The school shall be in charge of a director, whose duty it shall be to superintend the work of the school and its members and to make an annual report thereon to the committee. There will be no prescribed course of study for members, excepting the presentation of four theses annually upon work done during the year. The course shall extend to three years. For the present, members are to be chosen and sent by the various cooperating colleges as they see fit. It is expected that there will be eight or ten pupils at the school next year, and among them possibly a graduate from Harvard. One student, at least, will probably go from New Haven and one from New York. These students, supported by fellowships from their respective colleges, will be under the direction of Professor Goodwin, whose salary as director will be paid by the college. In addition to this, each college furnishes a certain subscription towards defraying the other expenses of the school. About $20,000 have been pledged for the expenses of the first ten years. By this excellent arrangement the financial support of the school is assured for the ten years; but any further increase of the fund would greatly inure to the benefit of the scheme. It will not be the purpose of the school to engage in any excavations, although it will take an interest in and will study those being conducted by others. Its objects will be primarily those of a school, though of a higher school than has been supposed by some, notably by one doting father in Pennsylvania, who has written proposing immediately to place his son, now preparing for Harvard, in the school at Athens. The project has aroused much interest in the English press, who watch all proceedings with a jealous eye. The Academy has even flattered the school by a report that already pound20,000 are in its hands, which it proposes to spend outright for buildings and a library. If the school does not receive its full complement of members from the associated colleges, others, who are competent and who are willing to pay their own expenses, will be received.

Fourteen colleges in all have been invited to take part in the scheme. These are Harvard, Yale, Brown, Cornell, Princeton, Johns Hopkins, Columbia, Amherst, College of the City of New York, Michigan, University of Virginia, Union, Trinity and Wesleyan. The answers which they have returned to the invitation of the committee have been in the main very favorable. Professor Goodwin was the unanimous choice of the committee as the fittest man for the position of first director of the school.

Finally, the one object of the school, as stated plainly and simply by Professor White, is this : "That during the next ten years, fifteen or twenty men may study, for two or three years each, classical subjects on classical ground." A meeting of the committee, in New York on April 5th, has been called by Professor White, to settle all plans finally before the director sails.
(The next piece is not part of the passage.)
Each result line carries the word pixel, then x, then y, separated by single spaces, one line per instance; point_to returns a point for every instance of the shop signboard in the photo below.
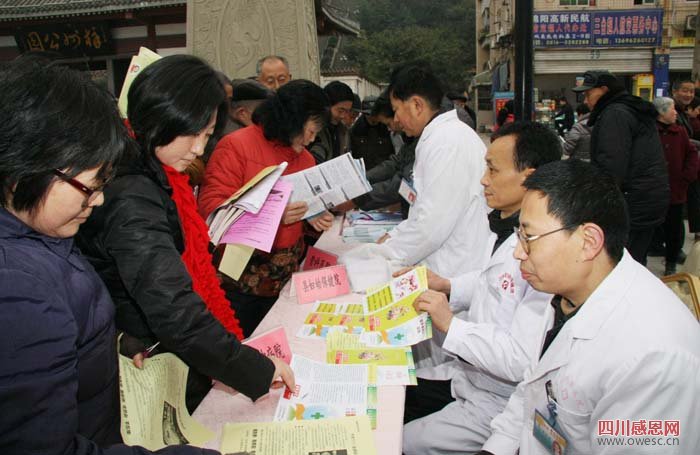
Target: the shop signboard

Professors Norton and Goodwin will probably attend.

We predict for the school a most brilliant future, perhaps far more prosperous than is even hoped for by the gentlemen who have the matter in hand. In the very nature of its surroundings and purposes, the school offers a most attractive study-home for earnest scholars, while the learning of the men who will conduct it will in itself tend to invite the constantly increasing number of earnest lovers of the classics.